National Cybersecurity Awareness Month kicks off

by 86th Airlift Wing Cybersecurity Office

U.S. Airmen gather around a computer at the first U.S. Air Forces in Europe cyber-only exercise at the Warrior Preparation Center on Einsiedlerhof Air Station, May 10. The two-week-long exercise, Tacet Venari, latin for silent hunt, pooled Airmen from four different units together forming mission defense teams, tasked with immobilizing adversaries through cyber defense. — Photo by Airman 1st Class D. Blake Browning

The 15th annual National Cybersecurity Awareness Month began Oct. 1. The month seeks to ensure every American has the resources needed to stay more safe and secure online, while increasing the resiliency of the nation during cyber threats.

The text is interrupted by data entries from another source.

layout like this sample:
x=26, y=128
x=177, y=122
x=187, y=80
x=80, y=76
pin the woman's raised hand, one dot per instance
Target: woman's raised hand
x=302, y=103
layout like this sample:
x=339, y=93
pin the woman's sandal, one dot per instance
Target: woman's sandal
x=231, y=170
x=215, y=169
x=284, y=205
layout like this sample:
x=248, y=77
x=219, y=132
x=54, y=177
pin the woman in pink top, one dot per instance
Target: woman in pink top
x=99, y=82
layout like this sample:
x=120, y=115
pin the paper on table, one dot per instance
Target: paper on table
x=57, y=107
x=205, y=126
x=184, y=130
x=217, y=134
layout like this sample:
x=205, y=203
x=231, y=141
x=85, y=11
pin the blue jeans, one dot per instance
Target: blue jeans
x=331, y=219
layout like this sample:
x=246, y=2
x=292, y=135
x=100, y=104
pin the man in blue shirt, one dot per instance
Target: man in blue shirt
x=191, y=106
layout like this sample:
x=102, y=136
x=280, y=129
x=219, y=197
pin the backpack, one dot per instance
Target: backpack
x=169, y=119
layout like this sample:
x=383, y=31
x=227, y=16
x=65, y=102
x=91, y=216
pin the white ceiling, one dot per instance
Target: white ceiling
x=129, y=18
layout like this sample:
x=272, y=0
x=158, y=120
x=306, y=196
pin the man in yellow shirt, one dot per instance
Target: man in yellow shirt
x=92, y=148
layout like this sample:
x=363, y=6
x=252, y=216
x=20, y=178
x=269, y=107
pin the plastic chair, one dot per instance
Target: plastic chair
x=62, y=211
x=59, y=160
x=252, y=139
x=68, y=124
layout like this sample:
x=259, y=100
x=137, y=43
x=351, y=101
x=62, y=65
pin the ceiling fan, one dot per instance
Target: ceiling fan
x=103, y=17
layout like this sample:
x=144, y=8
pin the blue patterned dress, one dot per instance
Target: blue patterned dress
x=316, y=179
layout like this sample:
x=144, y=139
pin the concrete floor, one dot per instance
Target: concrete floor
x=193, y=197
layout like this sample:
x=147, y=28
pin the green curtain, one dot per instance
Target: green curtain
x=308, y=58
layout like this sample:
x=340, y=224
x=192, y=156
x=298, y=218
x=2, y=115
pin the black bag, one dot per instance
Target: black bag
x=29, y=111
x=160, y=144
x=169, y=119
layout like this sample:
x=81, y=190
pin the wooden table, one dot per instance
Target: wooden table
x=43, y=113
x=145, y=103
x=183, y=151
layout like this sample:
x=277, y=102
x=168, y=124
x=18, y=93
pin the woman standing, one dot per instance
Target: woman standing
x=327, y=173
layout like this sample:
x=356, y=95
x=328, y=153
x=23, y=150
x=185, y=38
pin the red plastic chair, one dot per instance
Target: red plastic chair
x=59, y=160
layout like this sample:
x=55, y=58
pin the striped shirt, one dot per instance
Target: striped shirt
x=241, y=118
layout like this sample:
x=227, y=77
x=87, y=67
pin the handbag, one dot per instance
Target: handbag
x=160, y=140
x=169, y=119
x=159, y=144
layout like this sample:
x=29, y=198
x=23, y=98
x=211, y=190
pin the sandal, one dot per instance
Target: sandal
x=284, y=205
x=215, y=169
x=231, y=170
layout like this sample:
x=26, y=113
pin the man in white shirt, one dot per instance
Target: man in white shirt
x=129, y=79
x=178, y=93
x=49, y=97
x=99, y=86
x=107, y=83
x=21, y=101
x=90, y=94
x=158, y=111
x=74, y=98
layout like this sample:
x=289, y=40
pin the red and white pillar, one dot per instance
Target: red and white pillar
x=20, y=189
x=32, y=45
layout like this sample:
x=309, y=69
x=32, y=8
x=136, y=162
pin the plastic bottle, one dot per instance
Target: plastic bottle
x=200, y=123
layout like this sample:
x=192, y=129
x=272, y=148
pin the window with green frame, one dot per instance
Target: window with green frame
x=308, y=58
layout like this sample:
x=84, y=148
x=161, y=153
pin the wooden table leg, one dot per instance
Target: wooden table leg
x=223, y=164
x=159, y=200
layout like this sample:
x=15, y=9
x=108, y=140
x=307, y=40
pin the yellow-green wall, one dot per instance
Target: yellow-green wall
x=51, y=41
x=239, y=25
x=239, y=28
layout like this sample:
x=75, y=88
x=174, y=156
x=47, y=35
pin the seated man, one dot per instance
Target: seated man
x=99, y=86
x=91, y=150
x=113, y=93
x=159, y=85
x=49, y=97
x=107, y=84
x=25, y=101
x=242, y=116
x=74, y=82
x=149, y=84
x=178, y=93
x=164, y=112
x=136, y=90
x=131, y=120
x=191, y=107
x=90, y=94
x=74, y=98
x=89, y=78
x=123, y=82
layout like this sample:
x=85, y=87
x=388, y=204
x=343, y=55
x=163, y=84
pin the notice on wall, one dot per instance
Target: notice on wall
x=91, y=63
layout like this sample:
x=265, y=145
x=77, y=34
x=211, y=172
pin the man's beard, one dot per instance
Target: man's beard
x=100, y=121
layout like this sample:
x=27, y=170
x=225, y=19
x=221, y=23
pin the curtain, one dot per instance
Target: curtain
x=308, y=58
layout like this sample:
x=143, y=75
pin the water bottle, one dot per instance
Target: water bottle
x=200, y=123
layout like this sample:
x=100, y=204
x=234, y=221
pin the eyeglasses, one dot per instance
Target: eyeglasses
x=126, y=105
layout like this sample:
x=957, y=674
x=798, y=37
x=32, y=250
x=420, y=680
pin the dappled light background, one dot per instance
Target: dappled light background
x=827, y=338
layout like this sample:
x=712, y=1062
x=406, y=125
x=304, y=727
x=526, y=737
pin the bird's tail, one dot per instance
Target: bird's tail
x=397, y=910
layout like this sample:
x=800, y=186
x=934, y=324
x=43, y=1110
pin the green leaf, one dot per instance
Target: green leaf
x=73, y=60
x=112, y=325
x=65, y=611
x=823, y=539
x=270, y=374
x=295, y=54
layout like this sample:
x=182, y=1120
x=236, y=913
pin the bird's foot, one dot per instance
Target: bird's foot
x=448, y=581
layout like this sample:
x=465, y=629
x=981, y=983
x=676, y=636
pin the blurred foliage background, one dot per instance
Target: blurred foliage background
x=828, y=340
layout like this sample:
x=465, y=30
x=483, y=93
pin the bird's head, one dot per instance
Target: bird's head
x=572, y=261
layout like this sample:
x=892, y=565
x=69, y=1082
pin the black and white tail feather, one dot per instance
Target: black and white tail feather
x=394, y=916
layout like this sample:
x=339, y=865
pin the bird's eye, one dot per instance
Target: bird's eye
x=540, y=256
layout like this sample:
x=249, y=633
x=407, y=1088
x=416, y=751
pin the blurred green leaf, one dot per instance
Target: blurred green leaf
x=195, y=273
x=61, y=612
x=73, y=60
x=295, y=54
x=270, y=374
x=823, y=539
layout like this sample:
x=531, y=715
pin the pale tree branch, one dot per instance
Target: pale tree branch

According to the Department of Homeland Security, cybersecurity is a shared responsibility and every individual has a role to play. For military personnel and dependents living in the Kaiserslautern Military Community, travel opportunities pose additional challenges to staying safe online. Here are four best practices as we enter into a busier period of travel:

  1. Use strong passwords — Change default passwords on mobile devices to ones that would be difficult to guess. Use different passwords for different programs, sites, and devices. Do not choose options that allow devices to remember your passwords. Consider using a password vault app on mobile devices.
  2. Review privacy and security permissions — Review and understand the privacy and security permissions for websites or apps that share personal information. When using social media sites, customize the privacy settings. Adjust your privacy settings so that only approved people can view the information.
  3. Be careful what is posted and when — Wait to post pictures from trips and events so that people do not know where to find you. Posting a location could notify others that you are away from home, thus leaving it vulnerable. Consider adjusting settings on social media platforms that allow users to check in and broadcast their location.
  4. Exercise caution when using public wi-fi networks — Before connecting to public wireless hotspots — like in an airport, hotel, train or bus station, or café — confirm the name of the network and login procedures with appropriate staff to ensure that the network is legitimate. Cybercriminals can easily create a similarly named network hoping users will overlook which network is the legitimate one. Most hotspots are not secure and do not encrypt the information sent over the internet, leaving it vulnerable to online criminals. Avoid online shopping, banking, and sensitive work requiring passwords or credit card information.

Remember there is no delete button on the internet. Even if content is deleted, someone could have saved it or taken a screenshot. Before posting, ask: “Am I comfortable with sharing this information with the whole world?”

Practicing cybersecurity is an everyday task and requires relatively minimal effort to safeguard yourself and your families. Over the course of the month, the 86th Airlift Wing Cybersecurity Office will be presenting material in line with this year’s overarching themes of Making Your Home a Haven for Online Safety, Educating for a Career in Cybersecurity, Online Safety at Work and Safeguarding Critical Infrastructure.